Remove unnecessary namespace qualification for consistency.

Lines 560 and 604 explicitly qualify ml_kernels::reduce_max and ml_kernels::reduce_sum, but the code is already inside the ml_kernels namespace (declared at line 9). All other softmax variants in this file (v2-v5) call these functions without qualification (e.g., line 423 in softmax_v5).

🔧 Proposed fix
-    float max_val = ml_kernels::reduce_max(max0);
+    float max_val = reduce_max(max0);
-    float sum_val = ml_kernels::reduce_sum(sum0);
+    float sum_val = reduce_sum(sum0);

Also applies to: 604-604

🤖 Prompt for AI Agents
Verify each finding against current code. Fix only still-valid issues, skip the
rest with a brief reason, keep changes minimal, and validate.

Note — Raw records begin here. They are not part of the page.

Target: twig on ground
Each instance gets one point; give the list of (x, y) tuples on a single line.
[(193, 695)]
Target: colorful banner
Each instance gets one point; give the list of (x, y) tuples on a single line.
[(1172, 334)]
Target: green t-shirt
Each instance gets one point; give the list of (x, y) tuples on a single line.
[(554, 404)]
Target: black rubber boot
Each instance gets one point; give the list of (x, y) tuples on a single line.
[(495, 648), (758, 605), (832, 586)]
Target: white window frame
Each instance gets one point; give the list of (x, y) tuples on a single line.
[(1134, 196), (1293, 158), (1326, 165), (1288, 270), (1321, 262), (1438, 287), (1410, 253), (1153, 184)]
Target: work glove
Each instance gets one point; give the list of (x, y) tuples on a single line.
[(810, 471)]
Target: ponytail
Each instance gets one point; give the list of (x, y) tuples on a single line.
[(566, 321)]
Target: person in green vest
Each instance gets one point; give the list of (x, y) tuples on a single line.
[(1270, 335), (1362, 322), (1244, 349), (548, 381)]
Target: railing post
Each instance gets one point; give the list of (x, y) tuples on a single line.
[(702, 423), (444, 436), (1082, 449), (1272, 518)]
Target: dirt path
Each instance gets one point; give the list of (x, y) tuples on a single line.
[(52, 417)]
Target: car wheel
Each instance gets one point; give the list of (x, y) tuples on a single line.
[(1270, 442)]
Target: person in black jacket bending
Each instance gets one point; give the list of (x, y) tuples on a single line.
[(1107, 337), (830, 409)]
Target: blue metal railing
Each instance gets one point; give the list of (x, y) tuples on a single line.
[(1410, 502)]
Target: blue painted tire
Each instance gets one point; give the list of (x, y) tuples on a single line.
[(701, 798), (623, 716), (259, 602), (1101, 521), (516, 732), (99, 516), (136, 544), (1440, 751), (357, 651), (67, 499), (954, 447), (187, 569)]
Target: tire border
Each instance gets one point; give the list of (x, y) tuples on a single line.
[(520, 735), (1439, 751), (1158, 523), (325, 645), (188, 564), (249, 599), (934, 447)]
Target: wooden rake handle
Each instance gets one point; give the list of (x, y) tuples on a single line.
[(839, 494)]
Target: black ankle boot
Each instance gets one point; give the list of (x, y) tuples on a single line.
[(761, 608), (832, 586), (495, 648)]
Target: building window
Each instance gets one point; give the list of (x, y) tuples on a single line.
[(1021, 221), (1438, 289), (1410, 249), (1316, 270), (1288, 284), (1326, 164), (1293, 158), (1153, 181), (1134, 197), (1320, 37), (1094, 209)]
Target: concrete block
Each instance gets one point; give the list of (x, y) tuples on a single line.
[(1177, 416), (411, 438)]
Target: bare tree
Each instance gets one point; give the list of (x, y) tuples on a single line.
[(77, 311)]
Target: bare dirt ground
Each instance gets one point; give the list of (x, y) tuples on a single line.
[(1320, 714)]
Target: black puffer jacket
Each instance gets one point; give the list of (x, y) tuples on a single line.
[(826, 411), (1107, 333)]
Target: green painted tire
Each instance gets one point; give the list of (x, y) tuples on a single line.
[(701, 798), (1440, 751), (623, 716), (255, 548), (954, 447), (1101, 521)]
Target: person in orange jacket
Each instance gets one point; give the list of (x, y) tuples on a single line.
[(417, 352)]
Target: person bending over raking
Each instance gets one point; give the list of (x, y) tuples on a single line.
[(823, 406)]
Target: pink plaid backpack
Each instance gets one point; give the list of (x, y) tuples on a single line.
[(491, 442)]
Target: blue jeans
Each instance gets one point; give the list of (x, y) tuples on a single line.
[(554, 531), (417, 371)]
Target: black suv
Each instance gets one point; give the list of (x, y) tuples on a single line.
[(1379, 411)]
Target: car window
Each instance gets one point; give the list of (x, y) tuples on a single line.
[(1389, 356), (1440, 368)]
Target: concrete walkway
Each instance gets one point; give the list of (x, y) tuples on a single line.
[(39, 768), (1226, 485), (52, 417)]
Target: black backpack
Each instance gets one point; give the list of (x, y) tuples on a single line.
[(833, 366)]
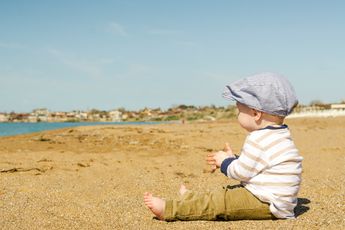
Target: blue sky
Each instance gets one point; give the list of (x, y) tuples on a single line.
[(66, 55)]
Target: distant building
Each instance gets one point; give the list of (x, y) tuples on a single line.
[(338, 106), (40, 114), (115, 116), (3, 117)]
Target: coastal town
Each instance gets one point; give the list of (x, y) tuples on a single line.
[(176, 113)]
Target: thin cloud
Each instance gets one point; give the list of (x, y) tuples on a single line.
[(85, 66), (117, 29), (163, 32)]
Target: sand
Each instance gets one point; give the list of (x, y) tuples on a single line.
[(95, 177)]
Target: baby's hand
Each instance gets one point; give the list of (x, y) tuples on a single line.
[(216, 159)]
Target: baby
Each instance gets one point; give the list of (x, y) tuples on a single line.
[(269, 166)]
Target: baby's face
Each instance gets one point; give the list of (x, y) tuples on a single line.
[(246, 117)]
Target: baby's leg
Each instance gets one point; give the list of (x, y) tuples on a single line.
[(155, 204)]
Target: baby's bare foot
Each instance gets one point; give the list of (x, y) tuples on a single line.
[(183, 189), (155, 204)]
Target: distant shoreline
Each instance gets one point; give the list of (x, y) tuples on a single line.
[(17, 128)]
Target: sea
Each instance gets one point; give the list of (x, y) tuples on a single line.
[(11, 129)]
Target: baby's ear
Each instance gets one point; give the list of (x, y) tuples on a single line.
[(257, 114)]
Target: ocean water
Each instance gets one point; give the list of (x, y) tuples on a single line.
[(11, 129)]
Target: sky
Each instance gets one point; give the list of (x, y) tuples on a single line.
[(77, 55)]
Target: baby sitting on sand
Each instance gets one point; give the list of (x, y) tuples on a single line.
[(269, 167)]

In `@ml_kernels/include/ml_kernels/softmax.h` at line 560, Inside the ml_kernels
namespace remove the redundant ml_kernels:: qualification when calling
reduce_max and reduce_sum in the softmax implementation (e.g., change
occurrences like float max_val = ml_kernels::reduce_max(max0) and similar
reduce_sum calls to use reduce_max and reduce_sum unqualified) so they match the
other softmax variants (such as softmax_v5) for consistency.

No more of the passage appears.